Scott Gavura in “What Does a New Drug Cost” part 1 looked at both the DiMasi study and its critique by Light and Warburton. Gavura said he found the Light and Warburton figure “implausibly small.” In “What Does a New Drug Cost” part 2, he elaborated, saying that he thought their estimates “were based on a sequence of highly implausible assumptions;” the average drug development cost would be higher in the real world. He asked if the low-hanging fruit in drug development is gone. “A growing concern with the pharmaceutical industry is its overall productivity in delivering new drugs.” Gavura concluded his article by stating that he thought criticism of the pharmaceutical industry was justified, if it was done for the right reasons.

Being skeptical of R&D estimates is wise. Data on individual drugs is not transparent, and estimates must incorporate a number of assumptions which have the potential to bias the conclusions.  This lack of transparency fuels suspicion of the process. But we should also be equally skeptical of arguments that dismiss or diminish the growing problems with R&D. There is good evidence to suggest that drug development is a risky, expensive endeavor, and that this work is getting harder.

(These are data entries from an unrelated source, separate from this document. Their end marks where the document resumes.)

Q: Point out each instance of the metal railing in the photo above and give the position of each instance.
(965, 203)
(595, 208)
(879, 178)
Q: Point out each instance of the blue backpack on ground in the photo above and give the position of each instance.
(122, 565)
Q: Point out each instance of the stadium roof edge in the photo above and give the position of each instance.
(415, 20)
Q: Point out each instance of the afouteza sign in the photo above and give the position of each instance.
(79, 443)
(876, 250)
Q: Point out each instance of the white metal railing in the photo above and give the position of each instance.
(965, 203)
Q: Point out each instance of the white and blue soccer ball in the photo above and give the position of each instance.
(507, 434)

In a 2008 article published in PLOS Medicine, “The Cost of Pushing Pills,” Gagnon and Lexichin explored the reported expenditures of the pharmaceutical industry and concluded that: “pharmaceutical companies spend almost twice as much on promotion as they do on R&D.”  Their estimate was made from highly reliable sources, one of them being IMS Health, a company relied upon by both the federal government and the pharmaceutical industry for information on the healthcare industry.

Their revised estimates for promotional spending in the US for 2004 was $57.5 billion, twice that of IMS Health. This compares to the $31.5 billion reported by the National Science Foundation for domestic industrial pharmaceutical R&D in 2004. “These numbers clearly show how promotion predominates over R&D in the pharmaceutical industry, contrary to the industry’s claim.”

Allen Frances, the chair of the DSM-IV, has become an outspoken critic of modern psychiatry, the DSM-5, and “Big Pharma.” He reported in Saving Normal that worldwide pharmaceutical sales exceed $700 billion each year. Half of that figure is spent in North America and another one fourth in Europe. Rick Newman reported that Pharma’s profit margin was 16.4 percent, the seventh highest among the industries tracked by Morningside, an independent investment research firm.

The justification of high prices and huge profits by pharmaceutical companies was “mostly fluff,” according to Frances. “Drug pricing has no relation to real cost or value and instead reflects Pharma’s monopoly position in the market and its dominance over politicians.”  At its worst, he said that pharmaceutical research is a “deceptive shell game” meant to seduce and mislead doctors and the public. “The claim that drugs are so expensive because they require so much research is pure smoke screen.”

In The Desolation of Smaug, the final scene shows the dragon Smaug rising up out of molten gold. Goaded by the unsuccessful attempt of the dwarves to destroy him, he flies off to take his revenge on the unsuspecting Lake-town of Esgaroth. Over the past sixty years we have allowed Pharma to gather a golden hoard through its profits from drug development. Like Smaug, Pharma jealously guards its hoard. If we take on a quest to right this injustice, we must be careful not to loose an angry, vengeful dragon upon an unsuspecting humanity by mistake.